#  > Bazaar >  > Gevraagd >  Wie kan mij helpen? (Koken)

## Layla1987

Assalamoe Aleikum, 

Ik weet dat mijn vraag misschien een beetje gek klinkt maar ik ben op zoek naar mensen die mij willen helpen met het leren koken van Marokkaanse recepten, zowel de hoofdgerechten als zoetigheid. 

Ik leer snel en ben super gemotiveerd en ik hoop dat er mensen zijn die me willen helpen.

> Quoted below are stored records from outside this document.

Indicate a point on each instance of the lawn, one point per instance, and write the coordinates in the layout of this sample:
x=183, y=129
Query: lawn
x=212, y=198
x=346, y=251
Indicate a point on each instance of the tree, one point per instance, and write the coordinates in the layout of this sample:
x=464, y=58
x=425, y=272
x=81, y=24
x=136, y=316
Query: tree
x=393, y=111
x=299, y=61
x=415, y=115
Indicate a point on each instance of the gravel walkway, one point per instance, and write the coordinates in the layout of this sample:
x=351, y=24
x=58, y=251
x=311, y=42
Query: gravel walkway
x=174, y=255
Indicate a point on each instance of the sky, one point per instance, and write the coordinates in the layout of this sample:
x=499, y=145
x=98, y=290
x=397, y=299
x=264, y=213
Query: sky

Uiteraard gaat voor niets de zon op dus of ik kan je misschien helpen met iets of ik betaal een vergoeding. Het is gewoon echt heel belangrijk voor me dat ik een aantal dingen op tafel kan zetten na mijn huwelijk  :Smilie: 

Alvast bedankt voor het reageren 🌸

----------


## Jamal 020

> Assalamoe Aleikum, 
> 
> Ik weet dat mijn vraag misschien een beetje gek klinkt maar ik ben op zoek naar mensen die mij willen helpen met het leren koken van Marokkaanse recepten, zowel de hoofdgerechten als zoetigheid. 
> 
> Ik leer snel en ben super gemotiveerd en ik hoop dat er mensen zijn die me willen helpen.
> 
> Uiteraard gaat voor niets de zon op dus of ik kan je misschien helpen met iets of ik betaal een vergoeding. Het is gewoon echt heel belangrijk voor me dat ik een aantal dingen op tafel kan zetten na mijn huwelijk 
> 
> Alvast bedankt voor het reageren 🌸


Salam ik kan je misschien wel helpen ik kook van kleins af aan hahaha ben echt serieus om jou te leren en te helpen

Inshallah heb je whatsapp

----------